Um meme com potencial para se tornar viral, de acordo com Angelo Jesus Canta, precisa do equilíbrio entre três coisas: absurdez, humor, e reprodutibilidade. A “viralidade” depende de serem considerados como piadas e terem a possibilidade de se adaptar a diversas circunstâncias, de modo a poderem ser partilhados entre as pessoas do mesmo grupo ou de grupos diferentes e, assim, replicarem-se. Existem diversas experiências de evangelização através de memes, como a dinamizada; por Brandon Ocampo, “Catholic Memes”. Ocampo diz dos memes católicos — «algo que faz alguém rir, é algo que provoca os seus corações a procurar Cristo de um modo mais autêntico.» — Pessoalmente, depois de visitar a página, e não me considerando uma pessoa demasiado séria (que confirme quem me conhece) não fiquei convencido. De qualquer modo, cada meme pode suscitar um rol de comentários de partilha de experiências. Numa das publicações da página Facebook do Catholic Memes haviam mais de 100 comentários e todos escritos há 6 dias quando os li, ou seja, devem ter sido escrito durante aquele dia. Sinceramente, o que pensei foi no tempo dedicado pelas várias pessoas a comentar uns com os outros sobre o meme, replicando-o ao ser partilhado mais de 200 vezes, mas não havia qualquer comentário que fosse profundo ou indicasse ter havido um efeito evangelizador onde alguém manifestava a intenção de procurar Cristo de modo mais autêntico.

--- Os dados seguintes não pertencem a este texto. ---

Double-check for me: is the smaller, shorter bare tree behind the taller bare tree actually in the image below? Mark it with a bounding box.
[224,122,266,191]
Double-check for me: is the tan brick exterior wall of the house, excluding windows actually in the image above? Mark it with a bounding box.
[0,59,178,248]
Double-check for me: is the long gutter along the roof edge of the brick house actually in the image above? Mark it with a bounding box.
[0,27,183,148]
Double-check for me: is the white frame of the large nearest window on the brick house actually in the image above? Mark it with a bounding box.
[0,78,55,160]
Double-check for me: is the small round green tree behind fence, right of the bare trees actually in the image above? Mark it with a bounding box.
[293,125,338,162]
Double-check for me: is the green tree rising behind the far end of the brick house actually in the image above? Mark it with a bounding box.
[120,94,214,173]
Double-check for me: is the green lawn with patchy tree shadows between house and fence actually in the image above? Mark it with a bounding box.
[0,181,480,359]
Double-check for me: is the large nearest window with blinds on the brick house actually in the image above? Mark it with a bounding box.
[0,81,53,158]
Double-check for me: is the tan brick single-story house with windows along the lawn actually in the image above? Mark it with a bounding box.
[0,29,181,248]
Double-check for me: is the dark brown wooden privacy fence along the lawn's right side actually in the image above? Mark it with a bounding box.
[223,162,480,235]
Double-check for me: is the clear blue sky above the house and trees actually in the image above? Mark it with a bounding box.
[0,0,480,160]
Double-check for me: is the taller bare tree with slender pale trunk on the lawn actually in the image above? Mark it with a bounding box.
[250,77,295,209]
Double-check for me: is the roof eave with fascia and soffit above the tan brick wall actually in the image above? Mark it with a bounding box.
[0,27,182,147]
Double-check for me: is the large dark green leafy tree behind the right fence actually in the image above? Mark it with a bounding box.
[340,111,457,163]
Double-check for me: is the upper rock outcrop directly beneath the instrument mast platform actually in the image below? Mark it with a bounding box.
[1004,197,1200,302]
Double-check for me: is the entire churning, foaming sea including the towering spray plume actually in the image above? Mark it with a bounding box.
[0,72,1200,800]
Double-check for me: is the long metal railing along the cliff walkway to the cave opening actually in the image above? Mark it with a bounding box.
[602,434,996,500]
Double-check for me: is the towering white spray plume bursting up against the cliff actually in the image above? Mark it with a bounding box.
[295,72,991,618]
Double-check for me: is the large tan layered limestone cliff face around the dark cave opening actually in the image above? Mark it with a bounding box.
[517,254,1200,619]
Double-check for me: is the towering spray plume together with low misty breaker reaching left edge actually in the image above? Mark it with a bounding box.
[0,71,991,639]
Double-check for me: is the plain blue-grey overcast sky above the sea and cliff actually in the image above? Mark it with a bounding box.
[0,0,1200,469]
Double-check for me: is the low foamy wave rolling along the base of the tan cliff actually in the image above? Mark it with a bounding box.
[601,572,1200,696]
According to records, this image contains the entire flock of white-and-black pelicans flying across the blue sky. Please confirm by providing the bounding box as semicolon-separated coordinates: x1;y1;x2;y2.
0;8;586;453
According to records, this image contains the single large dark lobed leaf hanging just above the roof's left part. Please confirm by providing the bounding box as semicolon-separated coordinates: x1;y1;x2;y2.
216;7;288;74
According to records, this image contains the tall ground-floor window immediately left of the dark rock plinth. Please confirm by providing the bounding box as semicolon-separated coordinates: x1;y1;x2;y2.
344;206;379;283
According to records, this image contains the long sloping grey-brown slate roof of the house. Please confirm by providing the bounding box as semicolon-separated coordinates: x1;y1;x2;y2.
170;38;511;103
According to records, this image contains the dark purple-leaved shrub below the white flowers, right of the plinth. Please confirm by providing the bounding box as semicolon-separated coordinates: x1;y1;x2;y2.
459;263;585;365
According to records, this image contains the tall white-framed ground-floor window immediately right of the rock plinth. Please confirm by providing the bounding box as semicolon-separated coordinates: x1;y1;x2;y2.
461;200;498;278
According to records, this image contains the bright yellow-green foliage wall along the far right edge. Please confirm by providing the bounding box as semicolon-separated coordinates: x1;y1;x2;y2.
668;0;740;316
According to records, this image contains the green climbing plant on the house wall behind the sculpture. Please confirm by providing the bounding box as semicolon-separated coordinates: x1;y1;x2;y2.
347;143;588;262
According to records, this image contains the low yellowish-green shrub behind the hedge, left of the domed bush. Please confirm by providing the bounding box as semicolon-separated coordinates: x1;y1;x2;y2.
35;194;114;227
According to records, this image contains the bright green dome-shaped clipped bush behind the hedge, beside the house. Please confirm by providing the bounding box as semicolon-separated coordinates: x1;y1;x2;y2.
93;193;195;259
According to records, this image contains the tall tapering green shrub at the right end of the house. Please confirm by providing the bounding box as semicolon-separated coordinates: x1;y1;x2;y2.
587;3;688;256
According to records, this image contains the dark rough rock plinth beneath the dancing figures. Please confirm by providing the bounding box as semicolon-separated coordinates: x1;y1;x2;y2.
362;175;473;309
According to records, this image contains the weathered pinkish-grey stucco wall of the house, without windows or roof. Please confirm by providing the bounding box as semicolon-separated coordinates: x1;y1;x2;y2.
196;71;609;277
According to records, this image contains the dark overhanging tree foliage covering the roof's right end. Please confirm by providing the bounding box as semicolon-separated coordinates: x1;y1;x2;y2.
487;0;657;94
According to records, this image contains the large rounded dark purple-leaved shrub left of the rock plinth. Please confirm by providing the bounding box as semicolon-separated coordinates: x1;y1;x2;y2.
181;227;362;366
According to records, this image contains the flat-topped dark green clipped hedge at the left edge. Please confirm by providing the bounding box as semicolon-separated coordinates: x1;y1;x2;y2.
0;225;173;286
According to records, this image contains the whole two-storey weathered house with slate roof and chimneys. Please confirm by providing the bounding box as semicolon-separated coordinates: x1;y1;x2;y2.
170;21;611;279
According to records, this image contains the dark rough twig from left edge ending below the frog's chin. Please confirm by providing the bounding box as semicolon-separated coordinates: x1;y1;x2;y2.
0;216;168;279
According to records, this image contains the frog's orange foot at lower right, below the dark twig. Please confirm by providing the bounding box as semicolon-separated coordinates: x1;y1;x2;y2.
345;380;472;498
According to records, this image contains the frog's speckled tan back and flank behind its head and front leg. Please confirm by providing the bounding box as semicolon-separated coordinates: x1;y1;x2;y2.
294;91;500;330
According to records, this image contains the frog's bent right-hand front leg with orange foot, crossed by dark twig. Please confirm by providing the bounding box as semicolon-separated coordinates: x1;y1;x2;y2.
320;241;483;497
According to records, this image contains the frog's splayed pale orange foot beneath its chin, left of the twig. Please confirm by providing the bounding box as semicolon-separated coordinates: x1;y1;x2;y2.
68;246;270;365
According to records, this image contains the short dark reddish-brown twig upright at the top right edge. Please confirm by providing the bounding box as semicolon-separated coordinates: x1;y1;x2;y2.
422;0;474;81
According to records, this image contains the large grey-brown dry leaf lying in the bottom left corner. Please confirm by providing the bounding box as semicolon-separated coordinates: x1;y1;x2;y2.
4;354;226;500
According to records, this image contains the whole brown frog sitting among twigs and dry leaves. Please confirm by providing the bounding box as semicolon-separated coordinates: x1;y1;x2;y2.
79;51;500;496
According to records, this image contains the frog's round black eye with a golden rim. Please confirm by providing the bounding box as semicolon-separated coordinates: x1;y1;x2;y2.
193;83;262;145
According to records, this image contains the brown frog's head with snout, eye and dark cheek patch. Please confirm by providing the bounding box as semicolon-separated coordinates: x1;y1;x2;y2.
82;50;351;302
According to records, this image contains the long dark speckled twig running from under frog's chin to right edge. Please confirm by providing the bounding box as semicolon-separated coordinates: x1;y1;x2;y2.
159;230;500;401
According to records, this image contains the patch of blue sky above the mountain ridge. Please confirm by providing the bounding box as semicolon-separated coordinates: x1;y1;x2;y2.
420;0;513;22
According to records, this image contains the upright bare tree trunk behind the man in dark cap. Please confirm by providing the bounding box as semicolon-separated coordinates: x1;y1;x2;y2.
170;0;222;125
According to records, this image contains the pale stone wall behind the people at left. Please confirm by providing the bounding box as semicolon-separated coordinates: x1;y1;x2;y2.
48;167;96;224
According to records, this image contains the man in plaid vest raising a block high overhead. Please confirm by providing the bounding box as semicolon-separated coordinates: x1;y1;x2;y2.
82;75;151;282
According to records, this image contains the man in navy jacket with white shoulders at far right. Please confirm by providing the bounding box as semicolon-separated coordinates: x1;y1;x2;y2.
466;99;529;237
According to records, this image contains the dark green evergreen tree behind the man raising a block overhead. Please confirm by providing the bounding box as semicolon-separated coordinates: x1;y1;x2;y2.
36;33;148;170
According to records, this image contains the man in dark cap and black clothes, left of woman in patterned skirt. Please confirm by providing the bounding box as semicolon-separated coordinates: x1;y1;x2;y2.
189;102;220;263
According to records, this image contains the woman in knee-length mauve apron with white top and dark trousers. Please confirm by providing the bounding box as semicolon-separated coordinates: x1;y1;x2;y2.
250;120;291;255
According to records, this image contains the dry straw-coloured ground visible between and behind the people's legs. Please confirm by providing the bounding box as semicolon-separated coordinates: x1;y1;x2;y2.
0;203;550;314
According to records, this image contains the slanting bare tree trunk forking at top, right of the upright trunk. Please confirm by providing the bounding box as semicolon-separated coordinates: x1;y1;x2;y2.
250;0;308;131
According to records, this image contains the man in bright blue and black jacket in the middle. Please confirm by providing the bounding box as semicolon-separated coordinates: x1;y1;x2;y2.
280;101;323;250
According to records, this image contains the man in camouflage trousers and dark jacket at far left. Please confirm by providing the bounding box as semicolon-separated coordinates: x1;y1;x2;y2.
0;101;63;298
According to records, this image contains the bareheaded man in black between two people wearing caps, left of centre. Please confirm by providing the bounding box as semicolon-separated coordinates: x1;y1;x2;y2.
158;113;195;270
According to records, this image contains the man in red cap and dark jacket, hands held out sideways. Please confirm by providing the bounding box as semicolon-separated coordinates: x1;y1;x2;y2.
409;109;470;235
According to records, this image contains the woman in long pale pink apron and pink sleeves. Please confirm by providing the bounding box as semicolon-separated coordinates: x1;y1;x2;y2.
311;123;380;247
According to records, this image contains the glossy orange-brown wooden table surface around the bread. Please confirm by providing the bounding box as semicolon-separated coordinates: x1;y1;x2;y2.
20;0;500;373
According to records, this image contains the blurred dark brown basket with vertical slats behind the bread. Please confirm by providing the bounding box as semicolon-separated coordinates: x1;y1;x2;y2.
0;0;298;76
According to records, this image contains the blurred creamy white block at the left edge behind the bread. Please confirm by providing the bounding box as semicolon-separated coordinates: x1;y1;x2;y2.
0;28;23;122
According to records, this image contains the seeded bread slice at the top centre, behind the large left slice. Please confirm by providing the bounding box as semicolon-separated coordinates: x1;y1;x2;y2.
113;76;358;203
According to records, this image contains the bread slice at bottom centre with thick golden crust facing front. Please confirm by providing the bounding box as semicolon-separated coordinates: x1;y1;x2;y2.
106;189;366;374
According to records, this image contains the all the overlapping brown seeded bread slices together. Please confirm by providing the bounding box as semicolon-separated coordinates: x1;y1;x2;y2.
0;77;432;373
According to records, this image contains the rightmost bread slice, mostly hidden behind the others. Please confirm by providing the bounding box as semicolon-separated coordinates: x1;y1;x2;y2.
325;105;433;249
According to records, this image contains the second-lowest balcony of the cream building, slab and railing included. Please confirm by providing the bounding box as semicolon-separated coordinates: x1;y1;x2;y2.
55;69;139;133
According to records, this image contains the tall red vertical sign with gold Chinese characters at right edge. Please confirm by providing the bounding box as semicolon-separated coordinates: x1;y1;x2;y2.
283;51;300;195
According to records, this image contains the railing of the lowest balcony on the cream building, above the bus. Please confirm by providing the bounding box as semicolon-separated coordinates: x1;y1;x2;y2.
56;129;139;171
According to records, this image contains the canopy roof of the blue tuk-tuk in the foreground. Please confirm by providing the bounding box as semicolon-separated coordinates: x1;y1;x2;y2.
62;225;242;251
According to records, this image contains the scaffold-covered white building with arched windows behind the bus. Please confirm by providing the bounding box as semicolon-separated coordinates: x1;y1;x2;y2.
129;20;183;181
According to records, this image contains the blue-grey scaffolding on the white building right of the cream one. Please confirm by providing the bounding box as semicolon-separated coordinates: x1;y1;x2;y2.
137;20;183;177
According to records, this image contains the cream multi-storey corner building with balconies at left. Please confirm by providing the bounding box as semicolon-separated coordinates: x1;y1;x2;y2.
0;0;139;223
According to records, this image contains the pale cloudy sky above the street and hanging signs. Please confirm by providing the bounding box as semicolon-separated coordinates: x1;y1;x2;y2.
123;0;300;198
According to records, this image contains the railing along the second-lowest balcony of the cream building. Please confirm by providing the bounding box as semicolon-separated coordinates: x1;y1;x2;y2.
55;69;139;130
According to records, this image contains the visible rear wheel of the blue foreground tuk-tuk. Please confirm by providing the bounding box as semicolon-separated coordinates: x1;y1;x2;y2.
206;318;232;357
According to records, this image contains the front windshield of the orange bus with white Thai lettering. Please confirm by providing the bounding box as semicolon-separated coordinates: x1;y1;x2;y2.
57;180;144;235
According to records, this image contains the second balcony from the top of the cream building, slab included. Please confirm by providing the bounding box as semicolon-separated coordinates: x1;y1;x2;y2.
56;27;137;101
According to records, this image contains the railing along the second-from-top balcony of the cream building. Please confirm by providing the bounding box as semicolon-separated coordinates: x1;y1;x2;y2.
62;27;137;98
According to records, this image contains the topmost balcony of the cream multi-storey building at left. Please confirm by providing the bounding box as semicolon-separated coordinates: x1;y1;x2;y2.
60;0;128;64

No Washington Post, o bispo americano Richard Umbers escreve sobre os memes que faz para Jesus e diz que — «os memes são um pouco divertidos, rebuçados visuais para os stressados e estoirados que deslizam pelos seus telemóveis a caminho do trabalho ou de regresso a casa, ou quando vão dormir à noite. Mas eles podem, também, conter mensagens importantes acessíveis a milhões.» — pelo que, talvez sirvam para plantar uma pequena semente. Porém, é raro lembrar-me de um meme, mas, com mais frequência, lembro-me de uma palavra ou trocadilho dito fisicamente por alguém. Pois, nos contactos pessoais, ainda que seja através do humor, tudo concorre para fazermos uma experiência relacional que nos pode marcar. Algo que parece ter um efeito mais transitório no caso dos memes. Mas não será focar os memes no humor um reducionismo da ideia original de Dawkins?

Um dos efeitos do maior tempo que passamos a navegar pelo mar de informação na internet tem sido a gradual perda da capacidade de ler algo mais extenso. E ideias profundas que desafiam o nosso modo de ser e estar na vida requerem tempo para serem interiorizadas e experimentadas. Os memes na internet possuem um conteúdo naturalmente mais superficial e o seu potencial de semear a Boa Nova parece-me, no mínimo, questionável. Mas a ideia mais original de Dawkins para o meme poderá ser melhor explorada no seu valor evangelizador. Pelo que, talvez seja um tema que valha a pena explorar na procura de novos modos de evangelizar no século XXI.